46 Mick was not a very satisfactory witness at all. He gave his evidence in a fairly belligerent manner. He often insisted on adding non-responsive material to answers when he thought he was helping himself. However, when asked about details, particularly details which might have been embarrassing, his stock answer was "I don't remember". I thought there were far more "I don't know" or "I don't remember" than would be expected even though 10 to 17 years had passed.
47 Frank was also a very poor witness. At the most charitable, his affidavits were prepared without due care and attention. At worse, they were deliberately misleading. Frank denied that his affidavits were prepared without due care and attention, but this at least must be so. There are instances where Frank's material is simply wrong. The prime example is where Frank swore that he saw Mick hand Fred $6,000 in cash. That statement was radically changed in a later affidavit. Frank's explanation that he never intended to say anything about payment of $6,000 but somehow or other those words were typed in his affidavit and he overlooked them when swearing it, was not at all impressive.

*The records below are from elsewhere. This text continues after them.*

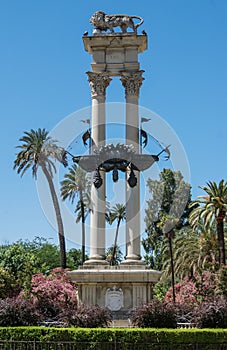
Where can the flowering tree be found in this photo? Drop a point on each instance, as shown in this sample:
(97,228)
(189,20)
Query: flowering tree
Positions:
(203,287)
(53,293)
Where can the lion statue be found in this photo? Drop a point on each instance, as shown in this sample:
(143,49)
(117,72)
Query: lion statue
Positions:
(103,22)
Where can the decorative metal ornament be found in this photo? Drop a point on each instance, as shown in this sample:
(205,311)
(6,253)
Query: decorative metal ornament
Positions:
(132,180)
(97,179)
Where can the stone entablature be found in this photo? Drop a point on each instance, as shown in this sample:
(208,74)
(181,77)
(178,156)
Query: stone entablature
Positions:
(98,83)
(115,53)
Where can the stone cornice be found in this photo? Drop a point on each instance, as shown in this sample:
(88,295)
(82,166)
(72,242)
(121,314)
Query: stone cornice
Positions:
(132,82)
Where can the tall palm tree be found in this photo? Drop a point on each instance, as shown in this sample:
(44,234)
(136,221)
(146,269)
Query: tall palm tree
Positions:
(168,223)
(192,250)
(77,184)
(213,206)
(38,150)
(117,212)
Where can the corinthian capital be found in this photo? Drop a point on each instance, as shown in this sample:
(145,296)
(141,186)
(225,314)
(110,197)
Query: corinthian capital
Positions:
(132,82)
(98,83)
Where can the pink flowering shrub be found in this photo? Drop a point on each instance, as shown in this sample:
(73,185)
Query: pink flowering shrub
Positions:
(53,293)
(203,287)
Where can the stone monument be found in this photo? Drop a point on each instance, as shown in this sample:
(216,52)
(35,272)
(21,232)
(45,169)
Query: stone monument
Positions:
(115,54)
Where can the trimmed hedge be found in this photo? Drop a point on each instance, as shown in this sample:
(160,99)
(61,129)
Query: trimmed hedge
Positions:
(127,335)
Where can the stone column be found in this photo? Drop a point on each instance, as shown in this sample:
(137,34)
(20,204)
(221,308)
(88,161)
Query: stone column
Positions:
(132,82)
(98,83)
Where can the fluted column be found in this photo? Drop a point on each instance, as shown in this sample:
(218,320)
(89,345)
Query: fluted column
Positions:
(98,83)
(132,83)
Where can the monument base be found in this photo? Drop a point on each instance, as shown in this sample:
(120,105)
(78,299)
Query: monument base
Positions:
(120,288)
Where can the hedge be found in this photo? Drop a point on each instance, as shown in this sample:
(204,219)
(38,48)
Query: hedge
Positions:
(127,335)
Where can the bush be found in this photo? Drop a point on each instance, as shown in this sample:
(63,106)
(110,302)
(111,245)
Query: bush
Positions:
(18,312)
(212,314)
(155,314)
(86,316)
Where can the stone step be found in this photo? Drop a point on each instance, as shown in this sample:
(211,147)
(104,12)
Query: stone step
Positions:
(121,324)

48 Mr West QC, however, puts that I would need to find that both Mick and Frank deliberately put their heads together to concoct the story of the $14,000 payment and that I could not reach that view. Mr West QC said that it was clear that the family functioned in the cash economy and it would not have been at all unusual to find a cash payment of this magnitude.
49 Fred disagreed that there was a cash economy amongst the family. He said he was quite surprised when the sum of $100,000 in respect of the sale of Bossley Park was handed over in cash. He said normally that cash transactions did not take place in the family.
50 There was some cross examination as to the $14,000. Mr Carnovale at T34 asked where Mick had gotten the cash, to which the answer was, from the safe at his house. Then he asked "When you gave him the cash did Fred tell you what he was going to do with it?" to which the answer was "He didn't tell me nothing". Then the question was put another way "Fred didn't ask you for cash did he?"